Their makers say these and other technologies have the potential to reshape the mining industry at every stage - from financing and exploration to extraction and cleaning up sites once the metal is gone.

Some veterans of the Prospectors and Developers Association of Canada (PDAC) convention say such innovation is badly needed in an industry traditionally resistant to change.

"There's a lot of inertia in our business," said George Salamis, chairman of Vancouver-based Integra Gold Corp. (TSXV:ICG).

"There's this mindset that, 'We've been doing this for 100 years, why would we change?' With new blood coming in, that is changing. But change is slow."

The mining industry has been on the mend as commodity prices recover from a protracted slump. The downturn made many executives more focused on pruning budgets than investing in technology that might increase efficiency.

But even a small implementation of such products can have a huge effect on margins and operating costs, Salamis noted.

"Mining is certainly ripe for that," he said.

Encouraging innovation was Integra's chief aim when it partnered with Goldcorp Inc. to create Disrupt Mining, a Shark Tank-style competition held during the opening day of the convention last Sunday.

Among the five finalists was Sudbury, Ont.-based Bio-Mine Ltd., a company that has spent the past 13 years working with bacteria that can be programmed to break down different types of rock, either to help extract valuable metals or neutralize harmful byproducts when remediating old mines.

While micro-organisms have been used in mining for nearly a century, Bio-Mine CEO Kurtis Vanwallegham says the bacteria previously used were static - "one trick ponies" that can only break down one type of rock in a particular environment.

Bio-Mine's technology is more versatile, Vanwallegham says. By feeding their bacteria a very specific diet and depriving them of certain things, a process referred to as metabolic engineering, the company is able to program the micro-organisms to target specific substances, regardless of what environment they're in.

"When you have a programmable technology, the opportunities are limitless," Vanwallegham says.

Another technology on display at PDAC is the Gold Sniffer. It uses a digital camera, a macro lens, a specialized light source and custom-built software with a sophisticated algorithm to detect gold's unique optical signature, says Jim Kendall, president of Waterloo, Ont.-based Gold Sniffer Inc.

He first came up with the concept while working at a gold mining company in Toronto in 2009.

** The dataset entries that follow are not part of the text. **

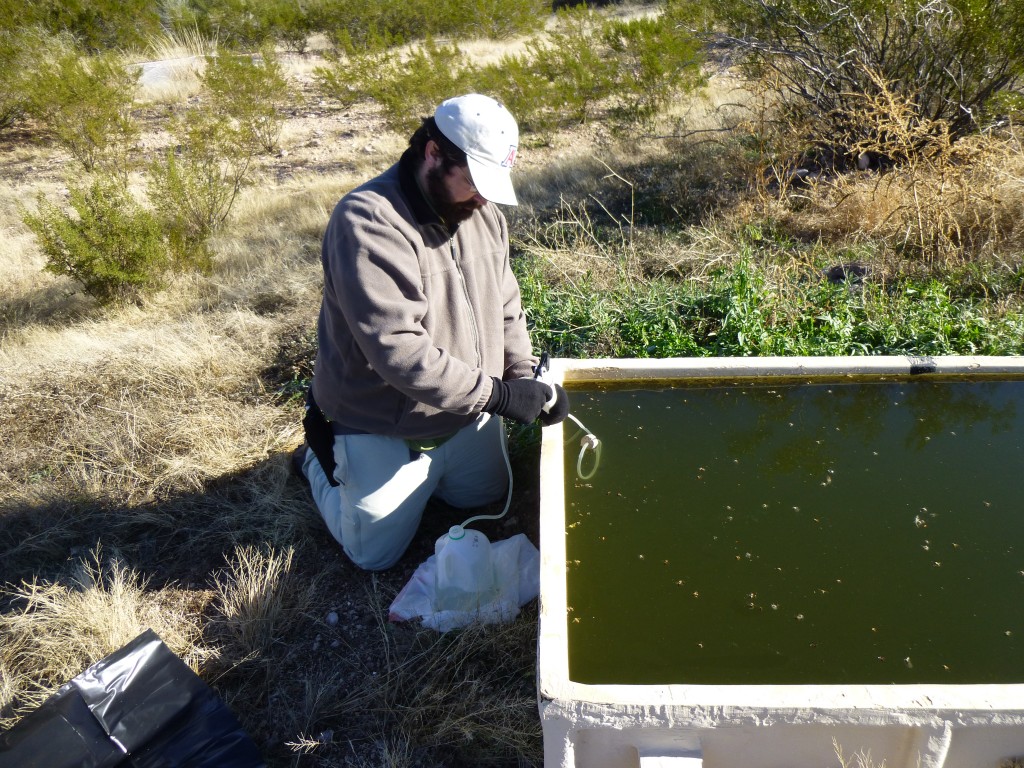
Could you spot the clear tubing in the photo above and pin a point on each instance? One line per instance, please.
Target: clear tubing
(589, 442)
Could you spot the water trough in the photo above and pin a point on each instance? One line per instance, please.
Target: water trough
(947, 707)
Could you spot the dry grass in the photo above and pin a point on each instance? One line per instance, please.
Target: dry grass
(162, 430)
(942, 202)
(55, 630)
(258, 595)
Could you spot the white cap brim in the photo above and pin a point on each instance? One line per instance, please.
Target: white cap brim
(494, 184)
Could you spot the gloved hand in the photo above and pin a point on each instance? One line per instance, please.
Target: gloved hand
(519, 399)
(558, 411)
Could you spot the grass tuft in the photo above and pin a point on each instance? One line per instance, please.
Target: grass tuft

"My colleague and I were talking and I went to his desk, picked something up and said, 'If this was a rock in northern Ontario, how could I tell if there's gold in it?"' Kendall recalls. "He said, 'You can't."'

Gold particles are often too small for a geologist to see with a hand lens, so the only way to know if a rock sample contains gold is to ship it off to a lab - a process that can take weeks or even months to get results. Kendall says the Gold Sniffer shaves the process down to minutes.

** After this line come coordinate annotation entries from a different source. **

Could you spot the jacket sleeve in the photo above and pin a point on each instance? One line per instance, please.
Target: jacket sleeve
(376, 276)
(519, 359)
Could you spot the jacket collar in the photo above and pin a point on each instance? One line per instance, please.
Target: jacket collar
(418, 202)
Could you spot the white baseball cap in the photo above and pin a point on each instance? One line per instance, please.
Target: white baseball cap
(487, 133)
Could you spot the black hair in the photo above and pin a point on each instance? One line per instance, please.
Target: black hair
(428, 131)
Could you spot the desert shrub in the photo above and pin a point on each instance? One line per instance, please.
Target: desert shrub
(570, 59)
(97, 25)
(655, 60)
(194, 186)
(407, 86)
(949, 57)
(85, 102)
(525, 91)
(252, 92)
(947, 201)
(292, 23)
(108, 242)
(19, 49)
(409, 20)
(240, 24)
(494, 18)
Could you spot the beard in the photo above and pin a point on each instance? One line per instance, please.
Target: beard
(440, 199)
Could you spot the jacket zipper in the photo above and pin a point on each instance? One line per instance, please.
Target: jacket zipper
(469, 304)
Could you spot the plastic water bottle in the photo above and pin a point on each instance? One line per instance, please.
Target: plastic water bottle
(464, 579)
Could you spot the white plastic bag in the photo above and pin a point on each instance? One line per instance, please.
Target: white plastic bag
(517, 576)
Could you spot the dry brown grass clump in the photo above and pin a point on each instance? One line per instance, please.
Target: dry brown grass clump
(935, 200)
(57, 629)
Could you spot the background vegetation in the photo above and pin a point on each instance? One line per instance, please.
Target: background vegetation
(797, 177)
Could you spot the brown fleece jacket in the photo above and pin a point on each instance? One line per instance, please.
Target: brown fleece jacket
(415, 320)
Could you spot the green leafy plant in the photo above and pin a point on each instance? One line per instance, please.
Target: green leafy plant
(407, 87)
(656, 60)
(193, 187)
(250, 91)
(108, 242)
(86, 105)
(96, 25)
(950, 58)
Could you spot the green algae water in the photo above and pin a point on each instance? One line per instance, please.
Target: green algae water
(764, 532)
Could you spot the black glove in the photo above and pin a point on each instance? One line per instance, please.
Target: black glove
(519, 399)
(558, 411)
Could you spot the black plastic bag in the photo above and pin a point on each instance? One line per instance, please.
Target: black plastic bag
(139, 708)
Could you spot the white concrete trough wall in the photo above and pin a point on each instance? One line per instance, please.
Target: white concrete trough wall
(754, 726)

Headsets that allow potential investors to tour a mine site without boarding a plane also proved popular at the convention.

Metaverse, a Toronto-based consulting firm specializing in virtual and augmented reality, says the technology can have vast applications in the mining industry, from training employees on safety protocols to visualizing data on ore deposits.

To date, uptake of the relatively new technology has been slow in the mining sector, says Alan Smithson, the co-founder and CEO of Metaverse.

"It's a very old business," Smithson said. "People have been digging stuff out of the ground for thousands of years. It takes time to change that."